Fastly, one of the internet's largest content delivery networks (CDN), went down this Tuesday, resulting in millions of users being unable to access certain websites. 85% of the network covered by Fastly returned errors on Tuesday morning, and it was all caused by a single user configuration update that uncovered a bug that had laid dormant in Fastly's infrastructure since mid-May.
In an interview with The Guardian, the head of infrastructure and engineering at Fastly, Nick Rockwell, explained what had actually happened to bring down its services and also apologized for the disruption. It feels rare for such a big company to be so transparent about this, but it's certainly something to welcome.

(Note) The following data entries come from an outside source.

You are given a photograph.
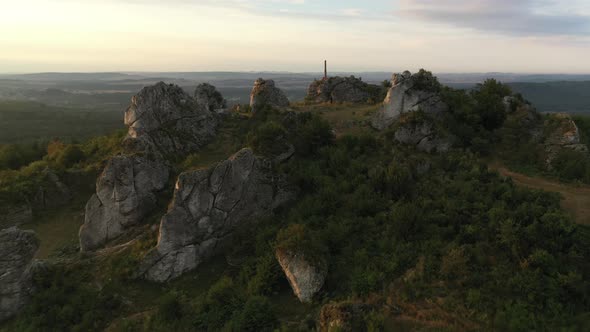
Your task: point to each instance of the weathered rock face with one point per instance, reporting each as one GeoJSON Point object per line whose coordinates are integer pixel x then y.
{"type": "Point", "coordinates": [305, 278]}
{"type": "Point", "coordinates": [125, 193]}
{"type": "Point", "coordinates": [264, 93]}
{"type": "Point", "coordinates": [164, 120]}
{"type": "Point", "coordinates": [565, 136]}
{"type": "Point", "coordinates": [14, 215]}
{"type": "Point", "coordinates": [409, 93]}
{"type": "Point", "coordinates": [340, 90]}
{"type": "Point", "coordinates": [17, 249]}
{"type": "Point", "coordinates": [209, 205]}
{"type": "Point", "coordinates": [423, 135]}
{"type": "Point", "coordinates": [209, 98]}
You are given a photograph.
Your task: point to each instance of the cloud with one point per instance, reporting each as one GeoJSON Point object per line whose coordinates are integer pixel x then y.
{"type": "Point", "coordinates": [509, 17]}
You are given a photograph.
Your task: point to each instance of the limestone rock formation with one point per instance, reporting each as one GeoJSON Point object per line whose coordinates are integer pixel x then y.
{"type": "Point", "coordinates": [565, 136]}
{"type": "Point", "coordinates": [125, 193]}
{"type": "Point", "coordinates": [305, 278]}
{"type": "Point", "coordinates": [209, 98]}
{"type": "Point", "coordinates": [410, 93]}
{"type": "Point", "coordinates": [264, 93]}
{"type": "Point", "coordinates": [164, 120]}
{"type": "Point", "coordinates": [208, 206]}
{"type": "Point", "coordinates": [422, 134]}
{"type": "Point", "coordinates": [17, 249]}
{"type": "Point", "coordinates": [340, 90]}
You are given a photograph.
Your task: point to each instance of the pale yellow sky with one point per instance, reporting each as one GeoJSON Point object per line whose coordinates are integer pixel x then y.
{"type": "Point", "coordinates": [290, 35]}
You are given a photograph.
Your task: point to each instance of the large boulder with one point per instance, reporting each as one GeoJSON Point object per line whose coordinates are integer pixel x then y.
{"type": "Point", "coordinates": [341, 90]}
{"type": "Point", "coordinates": [265, 93]}
{"type": "Point", "coordinates": [305, 277]}
{"type": "Point", "coordinates": [209, 98]}
{"type": "Point", "coordinates": [164, 120]}
{"type": "Point", "coordinates": [564, 135]}
{"type": "Point", "coordinates": [17, 249]}
{"type": "Point", "coordinates": [125, 194]}
{"type": "Point", "coordinates": [410, 93]}
{"type": "Point", "coordinates": [208, 206]}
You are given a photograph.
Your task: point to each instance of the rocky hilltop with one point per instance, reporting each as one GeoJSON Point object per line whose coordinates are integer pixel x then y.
{"type": "Point", "coordinates": [17, 249]}
{"type": "Point", "coordinates": [125, 194]}
{"type": "Point", "coordinates": [341, 90]}
{"type": "Point", "coordinates": [265, 93]}
{"type": "Point", "coordinates": [164, 121]}
{"type": "Point", "coordinates": [208, 206]}
{"type": "Point", "coordinates": [410, 93]}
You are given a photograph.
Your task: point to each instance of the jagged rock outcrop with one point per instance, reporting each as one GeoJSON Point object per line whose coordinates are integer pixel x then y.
{"type": "Point", "coordinates": [209, 98]}
{"type": "Point", "coordinates": [17, 249]}
{"type": "Point", "coordinates": [164, 120]}
{"type": "Point", "coordinates": [423, 134]}
{"type": "Point", "coordinates": [565, 135]}
{"type": "Point", "coordinates": [14, 215]}
{"type": "Point", "coordinates": [125, 193]}
{"type": "Point", "coordinates": [265, 93]}
{"type": "Point", "coordinates": [306, 278]}
{"type": "Point", "coordinates": [410, 93]}
{"type": "Point", "coordinates": [208, 206]}
{"type": "Point", "coordinates": [342, 316]}
{"type": "Point", "coordinates": [340, 90]}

Content delivery networks operate on the principle that the internet is faster and more stable if the users are physically closer to them. This results in faster downloads, better security, and a host of other features.
It also means there's a point of failure if something goes wrong though, and that's exactly what happened on June 8.
“On May 12, we began a software deployment that introduced a bug that could be triggered by a specific customer configuration under specific circumstances,” Rockwell told the Guardian. “Early June 8, a customer pushed a valid configuration change that included the specific circumstances that triggered the bug, which caused 85% of our network to return errors."
Essentially a bug had been introduced into the system on May 12 but had laid dormant until a customer updated their settings on June 8, which triggered the flaw, taking down most of the internet with it—including PC Gamer—for many users. Fastly spotted the problem within a minute, and "within 49 minutes, 95% of our network was operating as normal.”
There's a financial impact to users not being able to access sites of course, and SEO agency Reboot estimates that the downtime cost Amazon $32M in sales. Gulp.